Raimundo explica ainda que, para prevenir os crimes, muitas lojas próximas estão instalando os tocos de cimento, rentes às vagas, em frente ao comércio. “Os tocos dificultam a ação porque eles não têm como passar por eles para dar ré em cima dos portões”.
Falta policiamento
Outro funcionário da empresa de L.F, que acompanhava o colega em depoimento à 26ª DP, disse que as retenções, no entanto, não impedem a ação dos criminosos. “É claro que atrapalha e eles provavelmente vão preferir lugares mais fáceis. Mas, quando eles querem assaltar um lugar mesmo, usam ganchos e até pés-de-cabra para puxar as grades externas e erguer os portões. Não há policiamento de madrugada. Esses dias liguei para a polícia e o atendente me disse que não poderia averiguar o chamado porque eles estavam em “operação tartaruga pata quebrada”. Está muito complicado”, desabafa.

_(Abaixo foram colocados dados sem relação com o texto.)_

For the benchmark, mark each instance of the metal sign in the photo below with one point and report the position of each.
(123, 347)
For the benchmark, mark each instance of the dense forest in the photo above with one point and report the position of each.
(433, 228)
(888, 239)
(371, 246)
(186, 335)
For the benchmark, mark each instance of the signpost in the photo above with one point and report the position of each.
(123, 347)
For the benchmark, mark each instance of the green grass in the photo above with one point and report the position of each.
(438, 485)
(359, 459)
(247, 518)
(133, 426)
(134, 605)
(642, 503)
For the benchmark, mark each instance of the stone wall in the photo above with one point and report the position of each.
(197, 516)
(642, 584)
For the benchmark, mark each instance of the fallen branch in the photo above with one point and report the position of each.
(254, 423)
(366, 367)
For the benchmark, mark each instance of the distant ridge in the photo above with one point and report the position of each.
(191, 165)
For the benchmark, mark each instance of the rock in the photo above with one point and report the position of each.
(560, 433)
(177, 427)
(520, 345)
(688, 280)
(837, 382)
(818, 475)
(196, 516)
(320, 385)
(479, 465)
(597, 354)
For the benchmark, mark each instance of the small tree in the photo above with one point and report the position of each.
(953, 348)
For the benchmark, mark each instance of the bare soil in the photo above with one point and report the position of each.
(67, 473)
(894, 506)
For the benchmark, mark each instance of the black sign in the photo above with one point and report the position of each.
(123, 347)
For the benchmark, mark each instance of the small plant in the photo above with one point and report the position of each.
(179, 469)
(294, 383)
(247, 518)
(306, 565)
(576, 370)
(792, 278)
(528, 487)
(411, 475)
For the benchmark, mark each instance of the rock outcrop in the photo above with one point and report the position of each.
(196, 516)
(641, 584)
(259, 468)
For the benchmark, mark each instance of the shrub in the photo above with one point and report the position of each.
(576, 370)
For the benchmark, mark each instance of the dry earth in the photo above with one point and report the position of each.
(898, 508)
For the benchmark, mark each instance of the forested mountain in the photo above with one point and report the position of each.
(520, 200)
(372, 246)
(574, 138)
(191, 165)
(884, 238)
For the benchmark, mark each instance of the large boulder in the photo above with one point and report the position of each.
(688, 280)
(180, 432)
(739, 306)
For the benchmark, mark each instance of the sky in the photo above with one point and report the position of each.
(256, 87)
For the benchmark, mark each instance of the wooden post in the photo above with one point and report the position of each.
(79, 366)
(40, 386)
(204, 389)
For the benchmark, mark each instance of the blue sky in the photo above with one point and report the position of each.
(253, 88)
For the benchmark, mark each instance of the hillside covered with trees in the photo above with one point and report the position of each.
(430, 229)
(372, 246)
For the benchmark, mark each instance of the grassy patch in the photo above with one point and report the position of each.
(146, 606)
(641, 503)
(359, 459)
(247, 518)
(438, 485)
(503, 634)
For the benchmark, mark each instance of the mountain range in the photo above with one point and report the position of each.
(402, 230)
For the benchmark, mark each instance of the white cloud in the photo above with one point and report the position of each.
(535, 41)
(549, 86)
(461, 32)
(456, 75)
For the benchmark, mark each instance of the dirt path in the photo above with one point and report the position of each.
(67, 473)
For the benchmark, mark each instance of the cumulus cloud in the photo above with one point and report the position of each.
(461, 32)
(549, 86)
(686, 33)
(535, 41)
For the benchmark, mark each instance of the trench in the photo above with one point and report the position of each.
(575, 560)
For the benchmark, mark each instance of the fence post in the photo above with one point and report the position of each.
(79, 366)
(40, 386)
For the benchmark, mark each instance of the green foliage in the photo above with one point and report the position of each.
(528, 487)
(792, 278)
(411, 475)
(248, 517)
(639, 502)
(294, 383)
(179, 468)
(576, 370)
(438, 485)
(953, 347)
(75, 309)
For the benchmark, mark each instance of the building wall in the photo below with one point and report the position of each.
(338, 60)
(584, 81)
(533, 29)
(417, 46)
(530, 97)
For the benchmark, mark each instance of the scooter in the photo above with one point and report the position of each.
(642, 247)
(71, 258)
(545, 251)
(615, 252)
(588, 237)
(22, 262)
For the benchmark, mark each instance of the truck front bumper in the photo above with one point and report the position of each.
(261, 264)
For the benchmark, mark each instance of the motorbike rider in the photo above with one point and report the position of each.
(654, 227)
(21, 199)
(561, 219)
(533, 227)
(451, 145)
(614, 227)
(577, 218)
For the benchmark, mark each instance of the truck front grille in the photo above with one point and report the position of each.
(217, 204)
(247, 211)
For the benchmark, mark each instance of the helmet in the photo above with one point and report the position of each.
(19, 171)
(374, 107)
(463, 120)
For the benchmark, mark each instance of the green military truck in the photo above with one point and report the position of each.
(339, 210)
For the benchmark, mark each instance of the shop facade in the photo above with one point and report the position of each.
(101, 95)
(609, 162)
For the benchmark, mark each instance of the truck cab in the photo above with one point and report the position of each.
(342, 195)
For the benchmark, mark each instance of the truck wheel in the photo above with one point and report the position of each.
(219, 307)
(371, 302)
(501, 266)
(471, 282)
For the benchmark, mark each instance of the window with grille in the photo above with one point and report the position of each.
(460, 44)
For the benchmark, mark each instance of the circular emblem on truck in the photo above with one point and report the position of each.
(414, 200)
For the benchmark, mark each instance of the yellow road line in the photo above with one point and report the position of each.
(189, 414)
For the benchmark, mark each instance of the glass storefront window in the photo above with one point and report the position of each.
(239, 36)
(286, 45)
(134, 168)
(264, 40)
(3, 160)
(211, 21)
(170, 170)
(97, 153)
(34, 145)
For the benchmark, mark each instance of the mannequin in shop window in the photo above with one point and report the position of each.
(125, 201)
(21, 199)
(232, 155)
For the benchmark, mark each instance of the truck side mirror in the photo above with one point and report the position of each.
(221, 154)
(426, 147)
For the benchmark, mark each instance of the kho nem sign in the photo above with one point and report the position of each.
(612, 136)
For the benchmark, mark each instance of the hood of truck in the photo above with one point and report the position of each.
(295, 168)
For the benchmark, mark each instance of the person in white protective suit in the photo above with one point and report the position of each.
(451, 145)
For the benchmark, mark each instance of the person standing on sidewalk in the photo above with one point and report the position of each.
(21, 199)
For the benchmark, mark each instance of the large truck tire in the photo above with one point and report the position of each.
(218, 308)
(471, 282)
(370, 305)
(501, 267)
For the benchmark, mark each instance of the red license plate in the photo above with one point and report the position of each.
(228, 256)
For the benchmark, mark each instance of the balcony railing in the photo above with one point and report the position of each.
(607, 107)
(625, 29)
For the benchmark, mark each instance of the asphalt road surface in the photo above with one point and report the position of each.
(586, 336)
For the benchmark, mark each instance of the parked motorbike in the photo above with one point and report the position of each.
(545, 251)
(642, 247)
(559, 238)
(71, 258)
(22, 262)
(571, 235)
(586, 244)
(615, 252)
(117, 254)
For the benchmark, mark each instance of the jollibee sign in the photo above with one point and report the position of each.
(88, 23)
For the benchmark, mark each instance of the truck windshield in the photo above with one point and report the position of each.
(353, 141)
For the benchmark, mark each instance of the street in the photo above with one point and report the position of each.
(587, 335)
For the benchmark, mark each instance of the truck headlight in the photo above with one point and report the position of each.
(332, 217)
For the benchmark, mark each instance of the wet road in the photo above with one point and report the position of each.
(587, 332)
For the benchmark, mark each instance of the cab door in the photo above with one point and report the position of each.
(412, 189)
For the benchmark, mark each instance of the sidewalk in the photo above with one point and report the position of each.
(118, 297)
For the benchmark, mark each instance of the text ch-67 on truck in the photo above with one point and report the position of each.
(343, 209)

O gerente Raimundo Neto comenta ainda que de dezembro de 2013 até agora já aconteceram cerca de seis assaltos no comércio local. Na loja ao lado foram dois, do mesmo tipo, na última semana. Já na empresa que fica na esquina, foram três furtos similares ao que ocorreu nesta madrugada, nos últimos dois meses. “Durante o dia é um pouco melhor, mas a noite é muito perigoso. É uma sensação de insegurança constante”, conta a auxiliar administrativa da loja, Gislaine Queiroz, de 27 anos.
O grupo atuaria há aproximadamente dois meses no DF. Só na madrugada de ontem, o bando passou por Planaltina, Sobradinho e teria assaltado pelo menos três lojas do grupo para o qual a empresa de L.F. presta serviços: a de Samambaia, uma em Águas Lindas (GO), outra em Ceilândia e ainda houve uma tentativa em Taguatinga.
Na loja de Ceilândia, na CNM 2, o vendedor Ismael Santos disse que “essa é a terceira vez que a loja é assaltada dessa forma. Eles chegam pela lateral porque pela frente há escadas, engatam a ré e arrebentam o portão. Roubaram celulares, tablets e TVs”.
Pense Nisso
Nem mesmo os profissionais que trabalham com vigilância se sentem seguros para trabalhar durante a madrugada. A sensação deles é de impotência diante dos acontecimentos. Na verdade, se houvesse patrulhamento constante, quem sabe as lojas não precisassem investir tanto em segurança privada. Afinal, segurança é um dever do Estado e um direito do cidadão. Os bandidos, por sua vez, se aproveitam deste cenário. E a população é quem paga o preço.
Ação se tornou frequente em São Paulo
Fora do DF, essa modalidade de assalto já é praticada há mais tempo, principalmente em São Paulo. Em maio de 2012, a Polícia Civil prendeu dois suspeitos de integrar outra “gangue da marcha a ré” em São Carlos (SP).
Em outubro do ano passado, duas lojas foram atacadas por criminosos, em Paulínia (SP). De acordo com a Polícia Militar, a primeira foi um estabelecimento de eletrônicos no Jardim Planalto. A PM ainda afirmou que, 20 minutos depois, os assaltantes invadiram uma loja de roupas e sapatos no Centro.
Em novembro de 2013, mais uma vez, a cidade de São Carlos foi o cenário escolhido pelos ladrões. Duas lojas foram atacadas de madrugada. Um homem foi preso.
Em janeiro deste ano, mais um caso semelhante. Após receber denúncias, a PM montou uma operação para desarticular uma “gangue da marcha a ré” que atuava em Sorocaba (SP). Dois homens foram detidos.